Pictured: New York Gov. Kathy Hochul and MTA acting Chair and CEO Janno Lieber

“The East Harlem community has been waiting for the Second Avenue Subway for decades,” MTA acting Chair and CEO Janno Lieber said. “Phase 2 will serve an area with one of the largest concentrations of affordable housing in the country where 70% of residents rely on public transportation to get to work. The new line extension will build on the success of Phase 1 and bring the total Second Avenue Subway ridership to 300,000, which is equivalent to the entire Philadelphia rail system. A big thank you to the FTA for moving the project to the next stage. My team is ready to go.”

“This moves us into the home stretch towards full funding and the start of construction on this incredibly important project,” New York Gov. Kathy Hochul said. “Last month, I toured the site of the extension with MTA leadership and elected officials seeing firsthand the sheer grandeur of this exciting project. We made a clear commitment then to the people of East Harlem that we would keep this project moving swiftly, and now we see the first element of making that vision a true reality for so many New Yorkers. I want to thank [U.S. Department of Transportation] Secretary Buttigieg, our Congressional leadership, and the MTA for their tireless advocacy for this project, and I can’t wait to get the trains running.”

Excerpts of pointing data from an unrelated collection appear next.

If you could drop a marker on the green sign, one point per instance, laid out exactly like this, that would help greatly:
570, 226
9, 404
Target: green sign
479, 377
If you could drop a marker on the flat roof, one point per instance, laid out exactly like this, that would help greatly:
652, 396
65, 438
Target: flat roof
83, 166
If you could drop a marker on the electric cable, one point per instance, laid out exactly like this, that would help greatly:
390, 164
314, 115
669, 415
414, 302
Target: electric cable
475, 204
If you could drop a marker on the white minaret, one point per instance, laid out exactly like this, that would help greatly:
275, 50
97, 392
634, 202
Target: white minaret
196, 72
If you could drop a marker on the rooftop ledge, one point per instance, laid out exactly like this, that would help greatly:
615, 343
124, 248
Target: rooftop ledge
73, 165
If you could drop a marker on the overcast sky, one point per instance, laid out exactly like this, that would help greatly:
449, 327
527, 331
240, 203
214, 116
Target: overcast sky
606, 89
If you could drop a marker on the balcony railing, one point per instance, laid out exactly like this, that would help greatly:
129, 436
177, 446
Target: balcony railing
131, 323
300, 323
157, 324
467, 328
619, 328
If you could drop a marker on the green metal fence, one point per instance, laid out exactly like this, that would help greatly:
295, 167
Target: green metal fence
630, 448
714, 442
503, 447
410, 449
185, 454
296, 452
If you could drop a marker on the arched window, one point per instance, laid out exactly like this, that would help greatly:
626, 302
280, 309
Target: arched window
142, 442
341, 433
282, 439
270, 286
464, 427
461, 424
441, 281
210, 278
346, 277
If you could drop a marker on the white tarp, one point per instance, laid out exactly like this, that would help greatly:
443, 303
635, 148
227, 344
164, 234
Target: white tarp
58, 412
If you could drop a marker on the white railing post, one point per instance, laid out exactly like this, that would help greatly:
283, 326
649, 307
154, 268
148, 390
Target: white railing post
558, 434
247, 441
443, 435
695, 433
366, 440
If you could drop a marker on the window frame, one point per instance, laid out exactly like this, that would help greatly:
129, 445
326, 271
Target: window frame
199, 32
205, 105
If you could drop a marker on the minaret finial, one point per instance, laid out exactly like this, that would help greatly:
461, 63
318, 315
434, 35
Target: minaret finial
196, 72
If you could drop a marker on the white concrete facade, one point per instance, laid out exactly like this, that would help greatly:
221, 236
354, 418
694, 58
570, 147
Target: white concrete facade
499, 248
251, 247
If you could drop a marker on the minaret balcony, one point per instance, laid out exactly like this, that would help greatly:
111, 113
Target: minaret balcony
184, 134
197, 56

“The Second Avenue Subway Phase 2 project advancing into project engineering is great news for the people of East Harlem and all of New York City,” U.S. Senator Chuck Schumer said. “Long envisioned—but unfortunately too long delayed—the project is now full-speed ahead. I was pleased to secure the historic $23 billion in grant funding for mass transit capital projects in the Bipartisan Infrastructure & Jobs law, and will fight to ensure this critical project gets its fair share.”